Okay, here’s my take on sharing my experience with “new zealand rugby union fixtures,” like a seasoned blogger who just wants to share what they did.

Alright folks, so I decided to dive into grabbing some New Zealand rugby union fixture data. Why? Well, I’m a huge rugby fan, and I wanted to build a little something that would keep me updated without having to dig through various websites all the time.
First thing I did was scout around for data sources. I spent a good chunk of time just Googling different things like “new zealand rugby fixtures api,” “super rugby schedule,” etc.

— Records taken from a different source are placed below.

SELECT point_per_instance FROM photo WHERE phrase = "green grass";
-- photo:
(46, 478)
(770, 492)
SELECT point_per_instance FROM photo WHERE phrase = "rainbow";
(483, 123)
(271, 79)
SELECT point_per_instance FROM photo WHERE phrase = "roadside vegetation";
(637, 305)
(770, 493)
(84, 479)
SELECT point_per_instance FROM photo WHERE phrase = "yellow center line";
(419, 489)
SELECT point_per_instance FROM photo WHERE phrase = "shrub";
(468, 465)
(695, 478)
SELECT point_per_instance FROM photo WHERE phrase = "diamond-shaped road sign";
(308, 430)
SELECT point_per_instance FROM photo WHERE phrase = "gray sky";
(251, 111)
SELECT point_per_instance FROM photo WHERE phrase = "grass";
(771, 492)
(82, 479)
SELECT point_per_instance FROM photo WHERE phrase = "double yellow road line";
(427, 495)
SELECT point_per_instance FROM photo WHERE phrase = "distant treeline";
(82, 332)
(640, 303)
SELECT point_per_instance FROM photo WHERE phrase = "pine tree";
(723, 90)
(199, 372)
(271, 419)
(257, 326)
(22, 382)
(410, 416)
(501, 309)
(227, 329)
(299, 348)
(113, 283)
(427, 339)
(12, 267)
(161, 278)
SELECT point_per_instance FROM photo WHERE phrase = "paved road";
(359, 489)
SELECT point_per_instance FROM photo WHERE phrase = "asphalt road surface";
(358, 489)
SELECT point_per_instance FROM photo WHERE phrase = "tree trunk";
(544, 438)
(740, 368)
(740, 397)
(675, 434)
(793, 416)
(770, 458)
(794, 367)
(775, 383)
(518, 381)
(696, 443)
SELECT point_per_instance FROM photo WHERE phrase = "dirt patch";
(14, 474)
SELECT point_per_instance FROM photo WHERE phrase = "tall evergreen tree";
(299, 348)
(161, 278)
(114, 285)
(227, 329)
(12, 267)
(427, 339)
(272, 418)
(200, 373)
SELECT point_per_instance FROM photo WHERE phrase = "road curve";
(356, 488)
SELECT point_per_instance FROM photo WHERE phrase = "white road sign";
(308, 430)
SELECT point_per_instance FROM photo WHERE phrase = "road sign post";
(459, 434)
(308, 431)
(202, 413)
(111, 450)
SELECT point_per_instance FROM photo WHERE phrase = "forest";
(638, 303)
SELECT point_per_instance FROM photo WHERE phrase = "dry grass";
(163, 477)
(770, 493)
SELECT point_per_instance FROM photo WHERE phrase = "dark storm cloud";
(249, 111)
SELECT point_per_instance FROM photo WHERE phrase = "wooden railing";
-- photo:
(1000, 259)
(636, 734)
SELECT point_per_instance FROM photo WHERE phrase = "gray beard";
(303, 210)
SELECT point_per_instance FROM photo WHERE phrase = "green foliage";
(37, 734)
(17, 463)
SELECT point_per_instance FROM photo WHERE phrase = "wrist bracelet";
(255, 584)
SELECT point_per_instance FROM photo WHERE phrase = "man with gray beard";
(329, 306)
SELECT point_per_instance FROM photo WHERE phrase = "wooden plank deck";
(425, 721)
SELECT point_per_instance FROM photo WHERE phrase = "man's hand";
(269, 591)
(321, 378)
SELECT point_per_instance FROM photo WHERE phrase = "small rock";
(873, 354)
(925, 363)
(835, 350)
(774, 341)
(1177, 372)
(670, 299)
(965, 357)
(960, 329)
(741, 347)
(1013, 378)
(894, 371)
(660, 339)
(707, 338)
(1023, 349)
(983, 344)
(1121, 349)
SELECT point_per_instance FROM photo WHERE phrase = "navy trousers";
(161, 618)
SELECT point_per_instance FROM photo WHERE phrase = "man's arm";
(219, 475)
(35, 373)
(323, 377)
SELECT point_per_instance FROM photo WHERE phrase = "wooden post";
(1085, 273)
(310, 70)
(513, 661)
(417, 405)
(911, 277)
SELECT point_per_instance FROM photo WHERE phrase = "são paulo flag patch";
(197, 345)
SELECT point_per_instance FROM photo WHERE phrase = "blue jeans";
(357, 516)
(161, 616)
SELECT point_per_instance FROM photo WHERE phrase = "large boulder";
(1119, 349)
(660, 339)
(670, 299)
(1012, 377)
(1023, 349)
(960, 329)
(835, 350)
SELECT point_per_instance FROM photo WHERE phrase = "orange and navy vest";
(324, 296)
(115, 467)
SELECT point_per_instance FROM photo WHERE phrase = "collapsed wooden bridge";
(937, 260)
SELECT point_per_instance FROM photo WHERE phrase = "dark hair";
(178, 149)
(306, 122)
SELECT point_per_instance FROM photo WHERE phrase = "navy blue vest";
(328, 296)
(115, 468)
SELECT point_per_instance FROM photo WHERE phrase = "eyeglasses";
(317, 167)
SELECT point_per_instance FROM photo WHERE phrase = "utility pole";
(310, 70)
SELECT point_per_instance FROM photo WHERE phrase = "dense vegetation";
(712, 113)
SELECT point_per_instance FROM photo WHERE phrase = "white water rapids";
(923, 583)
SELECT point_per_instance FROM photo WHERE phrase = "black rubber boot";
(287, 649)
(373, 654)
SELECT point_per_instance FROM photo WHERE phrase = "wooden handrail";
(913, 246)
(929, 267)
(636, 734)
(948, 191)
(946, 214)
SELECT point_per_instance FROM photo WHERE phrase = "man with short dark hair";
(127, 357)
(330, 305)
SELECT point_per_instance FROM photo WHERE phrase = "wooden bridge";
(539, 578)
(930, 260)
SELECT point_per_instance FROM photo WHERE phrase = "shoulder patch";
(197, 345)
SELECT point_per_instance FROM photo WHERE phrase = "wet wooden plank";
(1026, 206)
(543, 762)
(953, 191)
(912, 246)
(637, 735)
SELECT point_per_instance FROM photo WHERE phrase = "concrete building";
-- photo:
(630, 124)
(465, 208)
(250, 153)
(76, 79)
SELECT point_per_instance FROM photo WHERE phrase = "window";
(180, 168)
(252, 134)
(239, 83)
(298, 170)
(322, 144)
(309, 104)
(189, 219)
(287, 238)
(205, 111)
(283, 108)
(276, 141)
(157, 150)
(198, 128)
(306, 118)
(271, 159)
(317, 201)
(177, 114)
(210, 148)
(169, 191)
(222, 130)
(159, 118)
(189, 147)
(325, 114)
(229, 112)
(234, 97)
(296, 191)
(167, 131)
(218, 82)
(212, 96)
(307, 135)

I ended up finding a few websites that seemed to have the info I needed, but nothing that was readily available as a clean API. Bummer.
So, plan B: web scraping. I know, I know, it’s not ideal, but sometimes you gotta do what you gotta do. I chose Python for this because it’s what I’m most comfortable with. I installed BeautifulSoup4
and requests
– my go-to scraping toolkit.
I picked a website that seemed to have a decent layout for the fixtures. Then, I started inspecting the HTML. Right-click, “Inspect Element” – you know the drill. I needed to figure out which HTML tags held the team names, dates, times, and locations. This part always takes the longest, because website structures can be messy!
Once I had a handle on the HTML structure, I wrote a Python script to:

- Fetch the webpage using
requests
. - Parse the HTML using
BeautifulSoup
. - Find all the relevant elements using CSS selectors (that’s where the “Inspect Element” work paid off).
- Extract the text from those elements and store it in a list of dictionaries. Each dictionary represented a single fixture.
The initial script was a mess, I’m not gonna lie. Got a lot of empty lists and “None” values. Had to tweak the CSS selectors and add some error handling to deal with variations in the website’s layout. Debugging is half the battle, right?
After getting the data, it was pretty raw. Dates were in weird formats, times were in NZ time (which is fine for me, but maybe not for others), and the team names weren’t always consistent. So, I wrote some more Python code to:
- Clean up the date and time formats using
datetime
. - Standardize the team names (e.g., “Crusaders” instead of “BNZ Crusaders”).
Finally, I wanted to store this data somewhere. For this little project, I just used a CSV file. Easy and quick. I used the csv
module in Python to write the cleaned-up fixture data to a CSV.
Now, I’ve got a CSV file with all the New Zealand rugby union fixtures. I can easily load this into a spreadsheet or use it in another script to send me notifications before games. Pretty cool!
Lessons learned? Web scraping can be a pain, but it’s a useful skill. Always respect the website’s file and don’t hammer their servers with requests. Also, be prepared to adjust your script when the website inevitably changes its layout. Data cleaning is crucial! Garbage in, garbage out, as they say.

This was a fun little project, and I’m already thinking about how to expand it. Maybe add support for other rugby leagues, or build a simple web app to display the fixtures. The possibilities are endless!